You are using a model of type llava_next to instantiate a model of type llava_next_video. This is not supported for all configurations of models and can yield errors.
Unrecognized keys in `rope_scaling` for 'rope_type'='linear': {'type'}


Loading checkpoint shards:   0%|          | 0/3 [00:00<?, ?it/s]

You are using a model of type llava_next to instantiate a model of type llava_next_video. This is not supported for all configurations of models and can yield errors.
Unrecognized keys in `rope_scaling` for 'rope_type'='linear': {'type'}


USER: 
Please provide a detailed description of the video. ASSISTANT: This is a video featuring a person wearing a flowered garment that has many different patterns throughout.
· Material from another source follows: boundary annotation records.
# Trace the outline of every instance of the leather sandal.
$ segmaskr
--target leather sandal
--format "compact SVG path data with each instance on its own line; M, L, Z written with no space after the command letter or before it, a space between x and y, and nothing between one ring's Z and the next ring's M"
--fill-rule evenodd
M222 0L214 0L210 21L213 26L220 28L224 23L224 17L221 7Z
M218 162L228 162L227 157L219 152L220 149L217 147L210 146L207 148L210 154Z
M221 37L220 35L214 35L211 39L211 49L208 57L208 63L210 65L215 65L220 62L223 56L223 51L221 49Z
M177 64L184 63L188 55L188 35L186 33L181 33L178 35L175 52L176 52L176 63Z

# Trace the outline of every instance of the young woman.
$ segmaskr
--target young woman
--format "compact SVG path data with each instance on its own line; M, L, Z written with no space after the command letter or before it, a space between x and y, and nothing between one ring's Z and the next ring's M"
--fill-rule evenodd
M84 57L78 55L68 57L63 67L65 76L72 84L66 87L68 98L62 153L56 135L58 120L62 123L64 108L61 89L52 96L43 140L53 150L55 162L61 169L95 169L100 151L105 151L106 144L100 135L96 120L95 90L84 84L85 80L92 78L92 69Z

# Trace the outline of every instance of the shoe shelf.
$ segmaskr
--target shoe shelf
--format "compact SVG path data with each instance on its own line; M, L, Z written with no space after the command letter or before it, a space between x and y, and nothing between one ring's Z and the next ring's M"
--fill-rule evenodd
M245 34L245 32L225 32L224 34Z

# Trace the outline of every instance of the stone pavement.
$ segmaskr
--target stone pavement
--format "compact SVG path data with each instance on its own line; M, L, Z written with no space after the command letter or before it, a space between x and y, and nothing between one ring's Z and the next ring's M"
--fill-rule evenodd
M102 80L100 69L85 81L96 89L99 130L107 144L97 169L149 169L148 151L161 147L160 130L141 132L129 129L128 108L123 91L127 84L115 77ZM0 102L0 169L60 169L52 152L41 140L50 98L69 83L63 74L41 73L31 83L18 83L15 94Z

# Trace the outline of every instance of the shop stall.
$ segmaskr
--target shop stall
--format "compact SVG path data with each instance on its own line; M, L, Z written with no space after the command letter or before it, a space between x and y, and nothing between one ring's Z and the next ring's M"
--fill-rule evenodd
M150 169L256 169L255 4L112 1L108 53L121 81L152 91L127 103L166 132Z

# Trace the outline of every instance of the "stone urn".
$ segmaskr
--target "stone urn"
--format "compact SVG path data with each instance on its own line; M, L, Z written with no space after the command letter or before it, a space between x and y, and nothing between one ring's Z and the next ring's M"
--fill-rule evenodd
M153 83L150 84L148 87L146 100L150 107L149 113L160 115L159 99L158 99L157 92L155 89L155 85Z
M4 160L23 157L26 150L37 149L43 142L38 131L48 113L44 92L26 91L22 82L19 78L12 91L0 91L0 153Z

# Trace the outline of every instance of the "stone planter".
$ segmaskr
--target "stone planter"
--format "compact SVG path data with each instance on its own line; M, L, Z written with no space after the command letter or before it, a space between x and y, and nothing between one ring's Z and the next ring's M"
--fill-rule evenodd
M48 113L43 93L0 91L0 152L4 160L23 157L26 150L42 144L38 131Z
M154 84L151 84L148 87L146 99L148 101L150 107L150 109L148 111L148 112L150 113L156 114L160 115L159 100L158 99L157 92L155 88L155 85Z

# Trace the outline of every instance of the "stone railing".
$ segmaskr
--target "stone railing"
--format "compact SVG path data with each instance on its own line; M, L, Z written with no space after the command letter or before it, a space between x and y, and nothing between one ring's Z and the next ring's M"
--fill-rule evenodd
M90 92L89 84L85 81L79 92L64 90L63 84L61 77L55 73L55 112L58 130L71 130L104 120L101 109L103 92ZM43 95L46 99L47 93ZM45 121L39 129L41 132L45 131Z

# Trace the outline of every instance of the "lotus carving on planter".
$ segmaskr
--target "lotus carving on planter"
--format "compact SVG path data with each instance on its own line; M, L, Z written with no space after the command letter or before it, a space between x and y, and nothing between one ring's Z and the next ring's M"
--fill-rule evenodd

The person appears to be sewing or adjusting the garment, with various tools and materials scattered around. As the camera zooms in, the person shows the different patterns on closer parts of their clothing. The person shows off the intricate details of the design and colors of the garment's pattern. The focus is on the fine details of the garment, showcasing the craftsmanship behind it.
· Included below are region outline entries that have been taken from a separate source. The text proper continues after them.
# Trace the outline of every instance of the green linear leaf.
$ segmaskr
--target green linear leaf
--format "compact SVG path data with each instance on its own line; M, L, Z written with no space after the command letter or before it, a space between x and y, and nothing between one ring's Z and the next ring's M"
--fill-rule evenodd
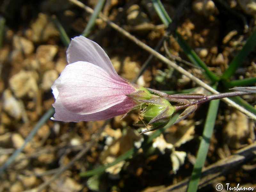
M253 85L256 83L256 77L250 78L246 78L244 79L238 79L231 81L225 83L225 85L226 88L233 87L236 86L245 86Z
M187 42L184 40L179 32L176 30L175 33L177 37L177 39L176 39L177 42L179 43L179 44L182 48L190 61L197 66L203 68L206 74L213 83L214 83L216 81L218 81L220 80L220 78L208 69L208 68L205 64L201 60L196 53L189 46Z
M172 20L164 9L161 1L159 0L151 0L151 2L156 12L162 22L167 27L172 22ZM175 33L178 37L176 40L190 61L194 64L203 68L207 76L213 83L219 81L219 78L208 69L205 63L188 46L188 43L183 39L182 36L178 31L176 30Z
M167 27L169 24L172 22L172 19L164 9L161 2L160 0L151 0L151 1L162 22Z
M210 140L213 132L220 101L220 100L218 100L210 101L203 136L187 192L196 191L198 188L202 170L206 159Z
M96 19L100 14L100 12L103 7L105 1L105 0L98 0L96 6L95 6L94 11L91 15L86 27L82 33L82 36L86 37L91 33L92 29L95 24Z
M63 44L66 47L68 47L70 43L70 39L68 36L64 28L63 28L60 22L56 15L52 15L52 19L53 22L56 25L57 28L60 32L60 39L61 40Z
M3 45L3 38L4 37L4 29L5 24L5 19L0 18L0 48Z
M230 63L228 69L223 73L221 78L227 80L233 75L236 70L242 64L243 61L250 54L256 44L256 28L236 56Z

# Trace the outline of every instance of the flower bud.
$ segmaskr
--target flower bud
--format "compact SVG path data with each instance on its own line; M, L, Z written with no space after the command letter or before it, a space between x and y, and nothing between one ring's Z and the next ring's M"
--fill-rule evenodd
M140 104L140 121L135 124L144 124L147 128L141 133L154 131L166 125L175 111L175 108L163 99L152 99L140 101L143 103Z

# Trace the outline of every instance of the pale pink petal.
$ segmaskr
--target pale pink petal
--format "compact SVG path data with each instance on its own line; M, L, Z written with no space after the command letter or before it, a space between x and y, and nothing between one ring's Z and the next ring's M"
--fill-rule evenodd
M54 117L51 119L65 122L79 122L105 120L124 114L134 106L135 103L127 98L122 103L103 111L87 115L77 114L69 111L64 107L59 98L57 98L52 106L55 108Z
M114 79L124 82L115 70L109 57L98 44L83 36L72 39L67 51L68 63L86 61L104 69Z
M135 104L125 95L134 91L129 84L113 79L102 68L84 61L67 65L52 88L56 102L60 100L68 111L80 115L101 111L125 101Z

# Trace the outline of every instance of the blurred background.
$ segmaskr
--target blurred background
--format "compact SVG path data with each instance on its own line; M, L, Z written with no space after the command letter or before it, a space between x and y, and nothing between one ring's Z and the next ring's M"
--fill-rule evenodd
M159 1L157 4L164 8L160 13L154 1L157 1L80 2L92 9L101 3L98 9L103 15L153 49L164 38L157 51L219 91L256 86L255 1ZM167 186L185 182L198 158L209 104L154 135L139 135L145 128L133 125L138 111L122 120L119 116L107 123L50 119L55 101L51 87L67 64L68 41L81 34L102 47L120 75L140 85L170 94L207 93L157 59L144 64L149 53L101 19L92 19L91 13L76 2L0 2L0 191L164 191ZM169 28L159 16L164 11L173 20ZM246 53L237 61L241 50ZM206 74L197 62L204 63L210 72ZM229 67L232 62L238 63L233 70ZM223 75L228 70L230 75ZM211 74L213 77L209 77ZM242 97L255 114L255 94ZM221 102L215 114L202 163L221 170L216 177L217 168L205 173L204 177L211 179L204 180L198 191L215 191L219 183L224 187L227 183L256 187L256 159L252 155L255 145L239 163L232 158L237 150L254 143L253 121ZM11 159L35 127L24 149ZM231 165L214 166L229 157L233 159ZM10 164L5 167L6 162ZM101 166L110 163L114 166ZM89 170L92 171L81 173ZM186 190L179 186L179 191Z

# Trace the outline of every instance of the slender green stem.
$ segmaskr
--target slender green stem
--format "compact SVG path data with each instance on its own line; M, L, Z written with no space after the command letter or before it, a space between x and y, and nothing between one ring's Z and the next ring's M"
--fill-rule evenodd
M91 18L88 22L86 28L82 33L82 36L86 37L91 33L92 29L95 24L96 19L99 16L100 12L103 7L105 1L105 0L98 0L97 4L95 6L94 12L91 16Z
M210 140L213 132L219 103L219 100L213 100L210 102L203 136L187 192L194 192L197 190L201 172L206 159Z
M63 28L56 16L53 15L52 17L53 22L56 25L56 26L60 32L60 39L61 39L63 44L66 46L68 47L70 43L70 39L68 37L68 36L65 29Z
M232 76L236 70L242 63L256 44L256 28L247 40L243 48L231 62L228 68L221 76L221 78L228 80Z
M5 24L5 19L4 18L0 18L0 48L3 45L3 38L4 37L4 25Z
M246 78L243 79L234 80L225 83L225 84L226 87L234 87L236 86L253 85L255 83L256 83L256 77Z
M54 113L54 110L53 107L49 109L41 117L40 120L39 120L37 124L36 125L33 129L28 134L28 136L26 138L23 144L17 149L13 153L11 156L7 160L4 164L4 165L0 168L0 174L1 174L4 171L5 169L10 165L15 160L15 158L24 149L25 146L33 138L35 134L36 133L37 131L42 126L45 122L49 119L52 116Z

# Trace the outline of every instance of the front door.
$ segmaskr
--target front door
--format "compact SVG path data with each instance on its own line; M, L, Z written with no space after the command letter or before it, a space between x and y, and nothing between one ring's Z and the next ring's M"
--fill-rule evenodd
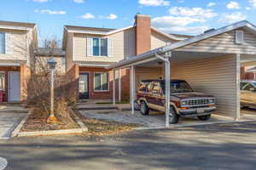
M79 75L79 99L89 99L89 73L83 72Z
M20 74L18 71L8 72L9 101L20 101Z

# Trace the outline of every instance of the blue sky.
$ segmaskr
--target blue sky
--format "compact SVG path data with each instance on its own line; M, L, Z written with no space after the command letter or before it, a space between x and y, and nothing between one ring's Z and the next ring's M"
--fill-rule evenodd
M1 0L0 20L38 24L39 38L62 37L64 25L121 28L137 13L168 33L195 35L247 20L256 24L256 0Z

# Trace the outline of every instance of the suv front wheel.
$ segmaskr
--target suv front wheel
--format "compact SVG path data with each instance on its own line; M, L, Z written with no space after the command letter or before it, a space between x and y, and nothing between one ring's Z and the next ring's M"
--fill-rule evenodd
M144 102L144 101L141 102L140 111L141 111L142 115L143 115L143 116L148 116L148 115L149 108L147 105L146 102Z
M176 113L173 107L170 108L170 123L176 124L178 122L179 116Z

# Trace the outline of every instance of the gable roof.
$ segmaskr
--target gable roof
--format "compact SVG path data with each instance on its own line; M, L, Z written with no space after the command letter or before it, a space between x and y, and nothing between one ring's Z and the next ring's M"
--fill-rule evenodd
M129 65L129 64L131 64L132 62L144 60L150 56L153 56L156 53L163 54L163 53L166 53L166 52L168 52L168 51L171 51L173 49L177 49L177 48L189 45L191 43L194 43L194 42L204 40L204 39L207 39L209 37L212 37L214 36L223 34L227 31L230 31L232 30L241 28L241 27L256 36L256 26L247 20L242 20L240 22L236 22L236 23L221 27L217 30L213 30L213 31L207 32L207 33L200 34L198 36L195 36L195 37L190 37L190 38L188 38L188 39L185 39L185 40L183 40L183 41L180 41L180 42L177 42L167 45L167 46L164 46L162 48L159 48L146 52L144 54L139 54L137 56L130 57L126 60L119 61L119 63L113 64L108 68L115 68L115 67Z

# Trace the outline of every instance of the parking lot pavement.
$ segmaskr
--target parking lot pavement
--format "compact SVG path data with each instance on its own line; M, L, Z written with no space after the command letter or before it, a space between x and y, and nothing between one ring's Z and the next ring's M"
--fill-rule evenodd
M256 122L0 141L4 170L254 170Z
M0 106L0 139L9 139L26 114L27 110L20 106Z
M143 128L162 128L165 127L166 117L162 112L150 111L149 116L143 116L139 111L135 111L132 115L131 111L109 112L108 110L80 110L81 114L88 118L95 118L105 121L114 121L126 123L136 123ZM232 122L234 119L227 116L212 115L208 121L200 121L197 117L181 117L177 124L171 124L170 127L183 127L198 124L211 124L216 122Z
Loading checkpoint shards:   0%|          | 0/3 [00:00<?, ?it/s]

USER: 
Please provide a detailed description of the video. ASSISTANT: In the video, we see a person with a right-handed, right-dominant hand sewing skillfully, creating a series of stiches that secure a pattern or decorative element to a piece of fabric. They hold the fabric with their left hand. To the right of the sewing frame, there are tools and accessories such as a scissors and a needle, which are likely used for cutting and managing threads, respectively. The person is wearing a watch and a bracelet, and a black handbag can be seen close by, suggesting they may be in a personal or domestic setting. The sewing area is bright, well-lit, and we can see the background is a white wall with some decorative elements. On the right side of the frame, we can also notice a few personal items like a cellphone and a paperweight resting on what appears to be a desk or workspace. The camera angle and lighting focus on the sewing process allow us to see the intricate handiwork and techniques in

old model's description of the video:

- This is a video featuring a person wearing a flowered garment that has many different patterns throughout. The person appears to be sewing or adjusting the garment, with various tools and materials scattered around. As the camera zooms in, the person shows the different patterns on closer parts of their clothing. The person shows off the intricate details of the design and colors of the garment's pattern. The focus is on the fine details of the garment, showcasing the craftsmanship behind it.

new model's description of the video:

- In the video, we see a person with a right-handed, right-dominant hand sewing skillfully, creating a series of stiches that secure a pattern or decorative element to a piece of fabric. They hold the fabric with their left hand. To the right of the sewing frame, there are tools and accessories such as a scissors and a needle, which are likely used for cutting and managing threads, respectively. The person is wearing a watch and a bracelet, and a black handbag can be seen close by, suggesting they may be in a personal or domestic setting. The sewing area is bright, well-lit, and we can see the background is a white wall with some decorative elements. On the right side of the frame, we can also notice a few personal items like a cellphone and a paperweight resting on what appears to be a desk or workspace. The camera angle and lighting focus on the sewing process allow us to see the intricate handiwork and techniques involved in the task, although some background details may be less clear.

We see that the new model gives more detailed description, which indicates that our finetuning works since the training data is from ShareGPT4Video which features exactly detailed and long description of videos.